In most instances, you cannot claim home insurance as an expense on your taxes, because homes are used for personal purposes. However, according to the Australian Taxation Office (ATO), you may claim some portion of the home insurance expense if you use your residence to run your home-based business.
Disclaimer
This article is over two years old, last updated on December 16, 2022. While RateCity makes best efforts to update every important article regularly, the information in this piece may not be as relevant as it once was. Alternatively, please consider checking recent home insurance articles.
What is a home-based business?
According to the ATO, a home-based business is where you run your business at home (e.g. a dressmaker who does all their work at home, with clients coming to their home for fittings) or from home (e.g. a tiler who does all their work on clients' premises, but does all their record keeping and stores all their tools and supplies at home), and have a room or space set aside exclusively for business activities.
Running a home-based business isn’t the same as working from home, though you may be able to claim some similar tax deductions.

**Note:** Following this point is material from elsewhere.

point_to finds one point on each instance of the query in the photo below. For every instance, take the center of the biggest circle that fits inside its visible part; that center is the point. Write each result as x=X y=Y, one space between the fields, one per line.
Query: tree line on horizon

What are the ATO rules around claiming home insurance on your taxes?
According to the ATO, if you operate some or all of your business from home, you may be able to claim home-based business expenses as tax deductions. These may include:
- occupancy expenses (e.g. mortgage interest or rent, council rates, land taxes, house insurance premiums)

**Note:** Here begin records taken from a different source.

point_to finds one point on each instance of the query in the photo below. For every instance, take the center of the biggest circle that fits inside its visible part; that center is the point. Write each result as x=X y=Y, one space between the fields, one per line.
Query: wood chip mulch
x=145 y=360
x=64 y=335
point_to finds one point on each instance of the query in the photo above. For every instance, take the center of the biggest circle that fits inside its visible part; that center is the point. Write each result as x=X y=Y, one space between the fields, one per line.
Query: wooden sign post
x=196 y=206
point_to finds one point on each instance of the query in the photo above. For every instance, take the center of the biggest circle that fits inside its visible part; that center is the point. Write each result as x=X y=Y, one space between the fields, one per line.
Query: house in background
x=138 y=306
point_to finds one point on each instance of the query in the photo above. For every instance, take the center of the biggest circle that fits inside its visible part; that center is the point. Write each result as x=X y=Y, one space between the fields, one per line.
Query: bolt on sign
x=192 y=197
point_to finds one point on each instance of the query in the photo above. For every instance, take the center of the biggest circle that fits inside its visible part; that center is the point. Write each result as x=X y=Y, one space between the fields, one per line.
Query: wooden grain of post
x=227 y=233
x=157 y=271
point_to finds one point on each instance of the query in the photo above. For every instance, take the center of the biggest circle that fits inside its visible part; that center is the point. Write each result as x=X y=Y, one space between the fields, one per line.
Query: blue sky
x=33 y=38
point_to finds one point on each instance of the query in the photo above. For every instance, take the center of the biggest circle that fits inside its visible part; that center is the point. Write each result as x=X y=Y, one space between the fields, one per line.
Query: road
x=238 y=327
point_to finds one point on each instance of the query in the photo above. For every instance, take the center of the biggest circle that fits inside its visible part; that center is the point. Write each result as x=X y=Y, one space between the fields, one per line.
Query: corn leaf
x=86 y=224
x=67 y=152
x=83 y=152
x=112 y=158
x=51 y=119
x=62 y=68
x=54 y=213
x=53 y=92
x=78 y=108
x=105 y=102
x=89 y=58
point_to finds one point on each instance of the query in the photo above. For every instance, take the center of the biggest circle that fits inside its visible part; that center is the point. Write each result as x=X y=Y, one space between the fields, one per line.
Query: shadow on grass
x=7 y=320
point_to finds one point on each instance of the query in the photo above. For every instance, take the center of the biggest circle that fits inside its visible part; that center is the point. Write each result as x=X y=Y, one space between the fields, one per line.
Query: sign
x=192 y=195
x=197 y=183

- running expenses (e.g. electricity, phone, decline in value of plant and equipment, furniture and furnishing repairs, cleaning)
- travel expenses for business trips between your home and other locations
You likely won’t be able to claim the full cost of your home insurance or other home expenses as a tax deduction; only the portion that is devoted to business use. For example, if you have a home office, you may be able to deduct the percentage of expenses that were allocated to the home office. You usually calculate occupancy expenses based on the proportion of the floor area of your home that is a place of business and the proportion of the year it was used for business.
Remember that while any office, garage, or other free-standing structure devoted to your business is eligible for the deduction as long as it is your primary place from where you operate your business, not every room that has a desk is considered as an office.
You can only claim occupancy expenses (such as home insurance) if the area of your house set aside for your business has the characteristics of a ‘place of business’ such as:
- clearly identifiable as a place of business (such as a sign at the front of your house)
- not easily suitable or adaptable for private or domestic use
- used exclusively or almost exclusively for your business
- used regularly for business visits by your clients.
The same rules apply if most of your business is conducted online.
You also won’t be able to guess or estimate your home business expenses. The ATO requires that you keep records for at least five years to show that your business incurred the expenses and how you calculate your claim.
This includes written evidence, tax invoices or receipts for:
- purchase and repairs of equipment, furniture and furnishings used for your business
- utility bills and cleaning expenses
- mortgage interest, rent, insurance and council rates (if you claim occupancy expenses)
- rental contract between homeowner and business (if you claim occupancy expenses)
- how you separate your business and private use (for example, a diary over a representative 4-week period or records of how you calculated the percentage of your floor plan dedicated to your business).
Because rules and regulations around taxation and claiming business expenses as deductions can be complex and may be updated frequently, you may want to check with the ATO and/or a qualified tax accountant before you consider claiming part of your home insurance on your taxes.